The announcement comes after the government purchased 105 million bivalent COVID-19 vaccine booster doses from Pfizer in late June. The Food and Drug Administration (FDA) recommended June 28 that vaccine manufacturers create bivalent boosters that can target BA.4 and BA.5 omicron subvariants, which today make up nearly 95 percent of daily COVID-19 cases.

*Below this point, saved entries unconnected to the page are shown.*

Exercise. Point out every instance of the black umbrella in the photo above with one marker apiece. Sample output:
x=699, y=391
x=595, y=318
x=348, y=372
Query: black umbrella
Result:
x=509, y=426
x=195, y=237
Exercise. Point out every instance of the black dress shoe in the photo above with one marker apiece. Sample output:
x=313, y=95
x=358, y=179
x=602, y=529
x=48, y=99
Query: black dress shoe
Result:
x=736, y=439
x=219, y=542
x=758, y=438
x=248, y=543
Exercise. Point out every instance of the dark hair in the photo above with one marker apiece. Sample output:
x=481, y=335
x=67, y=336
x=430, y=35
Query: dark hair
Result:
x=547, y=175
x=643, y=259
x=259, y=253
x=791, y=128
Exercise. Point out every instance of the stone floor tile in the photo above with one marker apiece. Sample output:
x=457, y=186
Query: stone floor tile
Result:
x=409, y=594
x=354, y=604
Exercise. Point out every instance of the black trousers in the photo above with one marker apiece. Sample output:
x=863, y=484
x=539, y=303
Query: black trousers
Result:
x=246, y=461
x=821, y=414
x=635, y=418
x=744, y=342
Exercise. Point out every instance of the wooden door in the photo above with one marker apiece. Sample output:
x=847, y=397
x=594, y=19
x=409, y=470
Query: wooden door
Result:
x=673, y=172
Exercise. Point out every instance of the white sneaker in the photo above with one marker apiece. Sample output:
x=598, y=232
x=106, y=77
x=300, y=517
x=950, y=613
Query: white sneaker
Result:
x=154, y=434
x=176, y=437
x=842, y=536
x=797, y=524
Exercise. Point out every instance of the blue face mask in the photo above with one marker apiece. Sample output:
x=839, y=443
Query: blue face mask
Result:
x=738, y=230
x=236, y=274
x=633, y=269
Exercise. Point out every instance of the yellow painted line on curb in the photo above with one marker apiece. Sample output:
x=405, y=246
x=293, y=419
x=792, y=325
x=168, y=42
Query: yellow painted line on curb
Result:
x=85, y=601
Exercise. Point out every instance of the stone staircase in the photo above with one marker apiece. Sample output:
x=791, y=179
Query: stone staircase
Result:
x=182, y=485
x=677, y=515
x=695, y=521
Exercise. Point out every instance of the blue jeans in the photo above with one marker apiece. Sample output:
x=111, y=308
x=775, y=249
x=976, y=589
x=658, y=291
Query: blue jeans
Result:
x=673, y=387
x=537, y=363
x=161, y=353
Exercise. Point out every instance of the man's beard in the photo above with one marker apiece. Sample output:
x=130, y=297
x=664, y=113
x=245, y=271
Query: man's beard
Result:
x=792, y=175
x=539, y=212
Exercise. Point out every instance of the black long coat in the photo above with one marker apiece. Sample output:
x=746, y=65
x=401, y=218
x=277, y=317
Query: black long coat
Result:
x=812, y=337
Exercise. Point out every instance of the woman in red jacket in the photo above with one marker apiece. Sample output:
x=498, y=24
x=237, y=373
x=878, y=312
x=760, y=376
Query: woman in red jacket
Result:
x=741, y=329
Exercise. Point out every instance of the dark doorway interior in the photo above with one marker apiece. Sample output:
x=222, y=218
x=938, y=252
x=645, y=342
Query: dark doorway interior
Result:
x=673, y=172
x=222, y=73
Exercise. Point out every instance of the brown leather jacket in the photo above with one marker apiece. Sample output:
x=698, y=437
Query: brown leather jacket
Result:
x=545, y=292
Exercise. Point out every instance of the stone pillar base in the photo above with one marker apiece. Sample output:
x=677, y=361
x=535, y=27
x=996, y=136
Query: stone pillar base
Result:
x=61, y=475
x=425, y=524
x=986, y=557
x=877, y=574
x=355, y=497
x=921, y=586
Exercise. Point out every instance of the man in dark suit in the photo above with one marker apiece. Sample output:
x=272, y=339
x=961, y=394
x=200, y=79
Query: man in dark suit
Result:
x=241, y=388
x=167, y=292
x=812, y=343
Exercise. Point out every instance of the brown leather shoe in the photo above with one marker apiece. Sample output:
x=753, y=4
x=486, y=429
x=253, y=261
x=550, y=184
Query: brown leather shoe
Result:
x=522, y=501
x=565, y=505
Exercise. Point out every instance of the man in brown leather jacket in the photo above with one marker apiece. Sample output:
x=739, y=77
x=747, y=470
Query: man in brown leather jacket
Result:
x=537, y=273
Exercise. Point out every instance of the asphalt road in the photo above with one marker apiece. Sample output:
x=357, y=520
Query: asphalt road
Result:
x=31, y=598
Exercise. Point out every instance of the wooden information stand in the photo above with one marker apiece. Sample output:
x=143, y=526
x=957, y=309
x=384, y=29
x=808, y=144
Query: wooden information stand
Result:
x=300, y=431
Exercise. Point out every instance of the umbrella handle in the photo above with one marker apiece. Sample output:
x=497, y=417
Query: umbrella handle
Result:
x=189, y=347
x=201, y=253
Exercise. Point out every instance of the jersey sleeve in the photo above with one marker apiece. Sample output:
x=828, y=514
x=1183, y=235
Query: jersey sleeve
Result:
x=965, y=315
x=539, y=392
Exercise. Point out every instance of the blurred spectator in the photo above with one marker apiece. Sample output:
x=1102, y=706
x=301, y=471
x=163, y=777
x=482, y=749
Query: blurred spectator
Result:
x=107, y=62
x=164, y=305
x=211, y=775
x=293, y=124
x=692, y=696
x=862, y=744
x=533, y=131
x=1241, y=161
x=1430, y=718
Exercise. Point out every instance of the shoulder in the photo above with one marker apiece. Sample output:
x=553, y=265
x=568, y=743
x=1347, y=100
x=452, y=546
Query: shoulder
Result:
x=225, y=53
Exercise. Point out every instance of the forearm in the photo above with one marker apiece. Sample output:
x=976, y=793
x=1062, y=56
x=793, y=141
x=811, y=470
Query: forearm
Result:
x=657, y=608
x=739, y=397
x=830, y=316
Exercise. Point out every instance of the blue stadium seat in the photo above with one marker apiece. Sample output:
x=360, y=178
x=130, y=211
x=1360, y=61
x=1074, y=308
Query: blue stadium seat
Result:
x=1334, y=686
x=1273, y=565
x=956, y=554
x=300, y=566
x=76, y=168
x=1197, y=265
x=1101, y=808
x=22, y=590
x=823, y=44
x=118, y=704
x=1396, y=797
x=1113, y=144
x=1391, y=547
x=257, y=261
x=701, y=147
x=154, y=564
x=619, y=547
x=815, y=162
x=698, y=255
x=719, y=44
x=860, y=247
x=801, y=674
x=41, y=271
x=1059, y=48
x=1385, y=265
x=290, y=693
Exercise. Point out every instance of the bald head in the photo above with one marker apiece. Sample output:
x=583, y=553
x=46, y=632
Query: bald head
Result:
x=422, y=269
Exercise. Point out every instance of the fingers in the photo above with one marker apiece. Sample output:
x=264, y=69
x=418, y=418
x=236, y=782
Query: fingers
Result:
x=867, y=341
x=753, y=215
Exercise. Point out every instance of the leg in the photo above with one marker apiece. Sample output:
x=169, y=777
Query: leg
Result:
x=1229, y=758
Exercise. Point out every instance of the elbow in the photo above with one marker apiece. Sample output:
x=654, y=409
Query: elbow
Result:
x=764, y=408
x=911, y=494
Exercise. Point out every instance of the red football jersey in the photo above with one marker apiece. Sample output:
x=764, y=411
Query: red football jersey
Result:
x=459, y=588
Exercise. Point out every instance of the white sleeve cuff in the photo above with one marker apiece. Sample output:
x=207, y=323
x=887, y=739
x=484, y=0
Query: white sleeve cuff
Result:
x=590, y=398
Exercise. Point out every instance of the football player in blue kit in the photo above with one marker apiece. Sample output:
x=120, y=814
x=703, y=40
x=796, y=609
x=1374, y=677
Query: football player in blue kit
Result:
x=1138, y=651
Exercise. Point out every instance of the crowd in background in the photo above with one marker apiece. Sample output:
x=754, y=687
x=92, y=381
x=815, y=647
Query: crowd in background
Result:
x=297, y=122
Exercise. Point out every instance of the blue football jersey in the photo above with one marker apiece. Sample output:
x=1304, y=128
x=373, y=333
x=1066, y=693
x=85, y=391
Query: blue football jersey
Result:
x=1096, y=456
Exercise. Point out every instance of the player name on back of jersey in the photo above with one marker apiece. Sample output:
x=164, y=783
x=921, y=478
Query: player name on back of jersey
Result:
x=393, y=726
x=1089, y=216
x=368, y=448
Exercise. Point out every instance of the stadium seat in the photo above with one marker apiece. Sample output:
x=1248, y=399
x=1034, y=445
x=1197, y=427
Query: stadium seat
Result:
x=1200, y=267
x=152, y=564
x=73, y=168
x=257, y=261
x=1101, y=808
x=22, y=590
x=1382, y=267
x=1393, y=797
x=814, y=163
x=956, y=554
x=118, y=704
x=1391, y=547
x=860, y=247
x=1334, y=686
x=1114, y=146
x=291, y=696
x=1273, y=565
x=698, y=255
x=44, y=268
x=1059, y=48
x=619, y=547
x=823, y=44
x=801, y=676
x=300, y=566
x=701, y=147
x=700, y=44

HHS awaits authorization from FDA, as well as a recommendation by the Centers for Disease Control and Prevention (CDC), to receive the first deliveries of both Moderna and Pfizer vaccine booster doses in early fall.
“We look forward to receiving these new variant-specific vaccines and working with state and local health care partners to make the vaccines available for free in communities around the country this fall,” said HHS Assistant Secretary Dawn O’Connell, who leads the Administration for Strategic Preparedness and Response.
CDC Says Vaccine Reactions Less Frequent After Fourth Dose
The CDC reported July 29 in a Morbidity and Mortality Weekly Report that individuals ages 50 and older who received a second dose of a COVID-19 mRNA vaccine booster experienced less frequent injection site and systemic reactions compared with after the first booster dose. The report also stated that, of the 8,515 events reported to the Vaccine Adverse Event Reporting System, 95 percent were nonserious.
The report comes after approximately 16.8 million people in the United States received a fourth dose of the vaccine between March 29 and July 10.